Google claims that this advertising approach is common and that a new custom encryption technology makes sure that user’s data remains private, anonymous, and secure. The company wanted to prove that clicks on online ads will lead to purchases at cash registers of physical stores. Google obtained access to the credit and debit card records of 70% of U.S. shoppers and developed a mathematical formula that would anonymize and encrypt the transaction data. The transactions would then be matched to users of Google and Google owned services such as Gmail, YouTube, and maps. This would then prevent Google from accessing credit or debit card data.
However, Google did not disclose the mathematical formula that protects shoppers’ data. The government was asked to review the algorithm itself instead on trusting Google’s word for it. The company also wouldn’t reveal which companies were providing transaction records claiming that their unnamed partners have the rights necessary to use the data.
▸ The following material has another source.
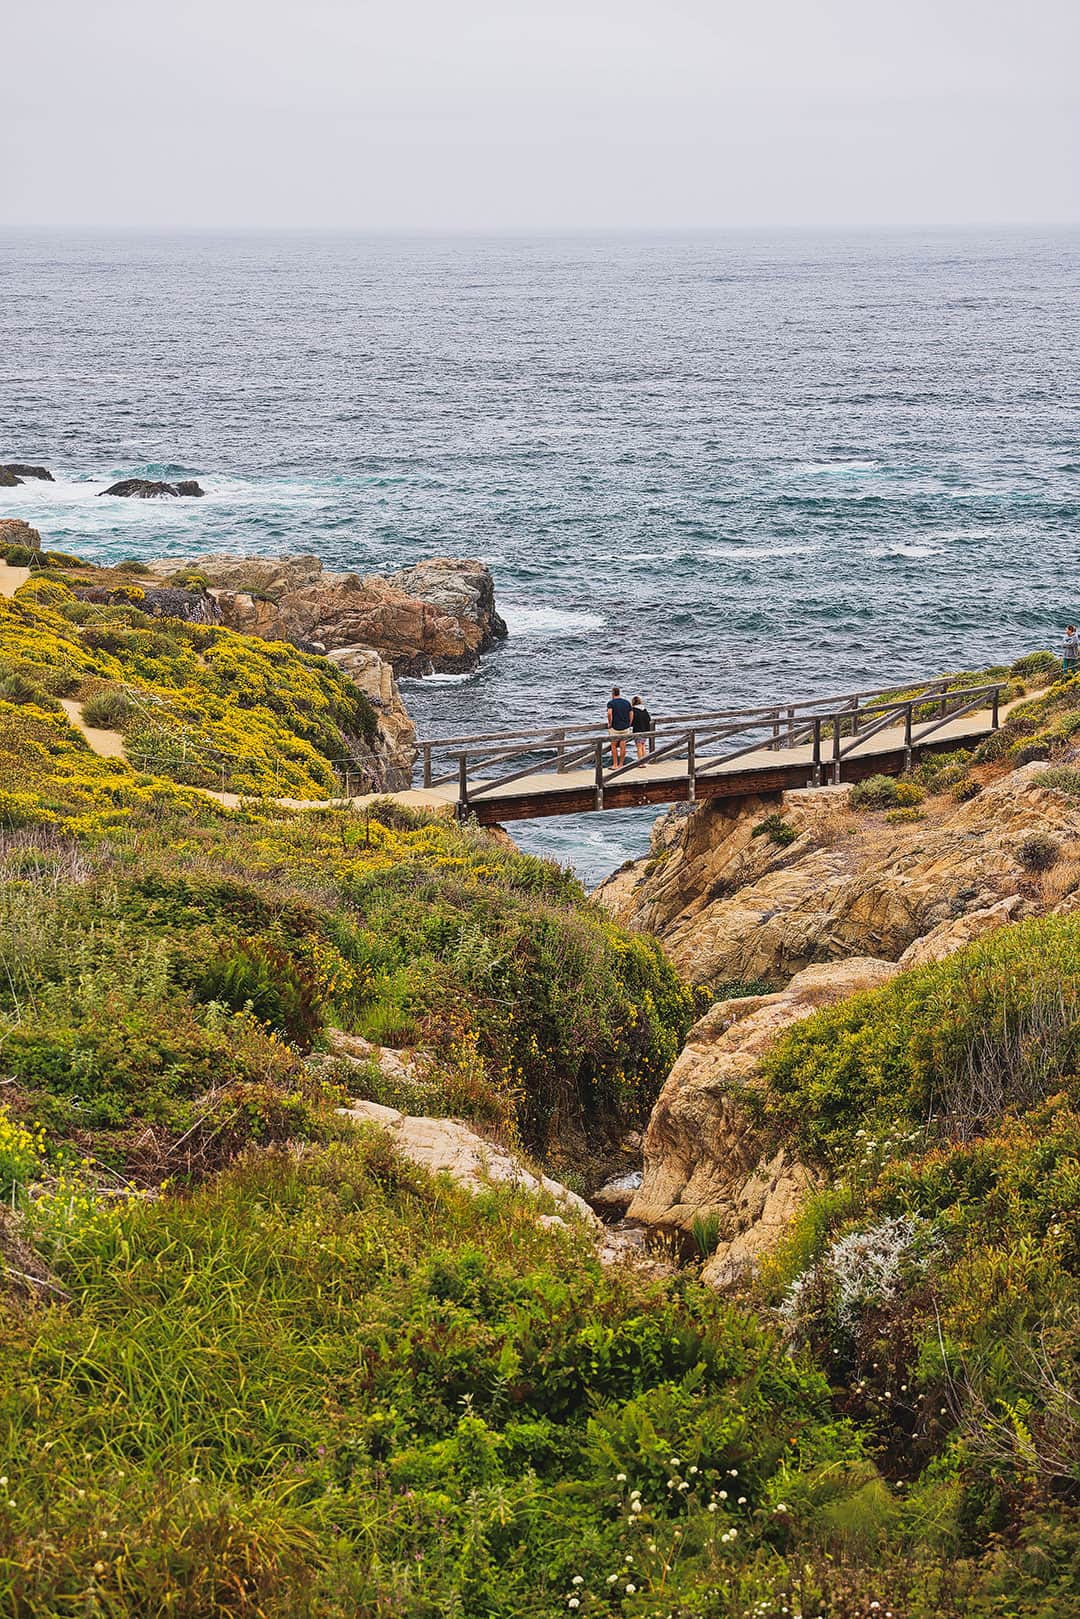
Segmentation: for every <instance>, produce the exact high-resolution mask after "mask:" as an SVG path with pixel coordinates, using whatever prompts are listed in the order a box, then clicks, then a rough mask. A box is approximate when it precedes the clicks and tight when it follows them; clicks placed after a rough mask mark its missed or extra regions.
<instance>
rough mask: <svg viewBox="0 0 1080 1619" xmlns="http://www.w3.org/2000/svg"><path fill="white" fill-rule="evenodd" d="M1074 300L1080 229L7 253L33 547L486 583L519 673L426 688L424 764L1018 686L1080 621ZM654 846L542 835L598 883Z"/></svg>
mask: <svg viewBox="0 0 1080 1619" xmlns="http://www.w3.org/2000/svg"><path fill="white" fill-rule="evenodd" d="M1078 295H1080V232H1077V230H1075V228H1061V230H1049V228H1048V230H1044V232H1033V230H1023V232H1020V230H1015V232H1004V230H993V232H991V230H986V232H978V230H965V232H955V233H949V232H921V233H918V232H889V233H884V232H882V233H810V232H785V233H761V232H756V233H751V232H732V233H706V232H696V233H685V235H677V233H636V235H630V233H599V232H597V233H578V235H536V236H529V235H505V236H481V235H458V236H436V235H308V233H244V235H196V233H186V235H134V233H110V235H92V233H65V235H60V233H45V232H31V230H24V232H3V233H0V342H2V345H3V348H2V351H3V359H5V366H3V371H5V385H3V431H2V434H0V460H21V461H44V463H45V465H47V466H50V468H52V470H53V473H55V476H57V482H55V484H40V482H28V484H24V486H23V487H19V489H0V516H24V518H28V520H29V521H32V523H34V525H36V526H37V528H40V531H42V536H44V539H45V542H47V544H49V546H53V547H57V549H63V550H76V552H81V554H84V555H89V557H92V559H97V560H104V559H120V557H128V555H139V557H149V555H193V554H198V552H202V550H243V552H269V554H277V552H283V550H288V552H317V554H319V555H321V557H324V559H325V563H327V565H329V567H334V568H353V570H358V572H361V573H363V572H387V570H392V568H395V567H398V565H403V563H408V562H415V560H418V559H421V557H429V555H463V557H465V555H473V557H479V559H483V560H484V562H487V563H491V567H492V570H494V575H495V589H497V599H499V604H500V609H502V612H504V615H505V618H507V622H508V625H510V631H512V633H510V640H508V641H507V644H505V646H504V648H502V649H500V651H497V652H495V654H492V656H491V657H487V659H486V662H484V665H483V669H481V670H479V672H478V674H476V675H473V677H468V678H460V680H449V678H436V680H427V682H405V683H403V695H405V699H406V703H408V704H410V708H411V711H413V714H415V716H416V720H418V725H419V729H421V732H423V733H427V735H449V733H455V732H473V730H497V729H508V727H512V725H528V724H547V722H551V720H555V719H557V717H567V719H575V720H588V719H594V717H596V719H599V717H602V711H604V703H606V696H607V691H609V688H610V685H612V682H619V683H620V685H622V686H623V690H630V688H633V691H640V693H641V695H643V696H644V699H646V703H648V706H649V708H651V709H653V712H664V711H669V712H670V711H680V709H682V711H685V709H693V708H696V706H701V708H719V706H722V704H751V703H763V701H767V699H771V698H776V696H784V698H787V696H811V695H818V693H826V691H845V690H853V688H857V686H865V685H868V683H878V682H881V683H889V682H897V680H902V678H907V677H915V675H929V674H934V672H939V670H944V669H957V667H973V665H983V664H991V662H1002V661H1007V659H1012V657H1014V656H1017V654H1018V652H1020V651H1025V649H1030V648H1035V646H1048V644H1056V643H1057V640H1059V638H1061V635H1062V631H1064V625H1065V622H1067V620H1069V618H1074V620H1075V618H1077V615H1080V578H1078V567H1077V550H1078V544H1080V296H1078ZM121 476H152V478H157V476H162V478H180V476H188V478H198V479H199V481H201V482H202V486H204V487H206V491H207V497H206V499H204V500H178V502H138V500H120V499H99V495H97V491H99V489H100V487H104V486H105V484H107V482H112V481H113V479H117V478H121ZM631 695H633V693H631ZM653 818H654V811H633V813H606V814H599V816H583V818H563V819H552V821H541V822H518V824H517V826H515V827H513V829H512V831H513V835H515V837H517V839H518V840H520V842H521V843H523V845H525V847H526V848H531V850H534V852H538V853H544V855H552V856H555V858H557V860H560V861H565V863H570V865H573V866H575V868H576V869H578V871H580V874H581V876H583V877H585V881H588V882H594V881H599V877H601V876H604V874H606V873H607V871H610V869H612V868H614V866H617V865H619V863H620V861H622V860H625V858H628V856H631V855H636V853H640V852H643V848H644V847H646V843H648V831H649V826H651V821H653Z"/></svg>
Google didn’t respond to whether or not users had given consent to have their credit and debit transactions shared.
The company claims that users can opt out anytime by going to their “My Activity Page”, click on “Activity Controls” and uncheck “Web and Web Activity”. However, The Electronic Privacy Information Center says that google continues to store server and click data even when the controls are turned off. Opting out of location tracking requires going to a separate button and interface where none of the descriptions specifically describes credit or debit card data.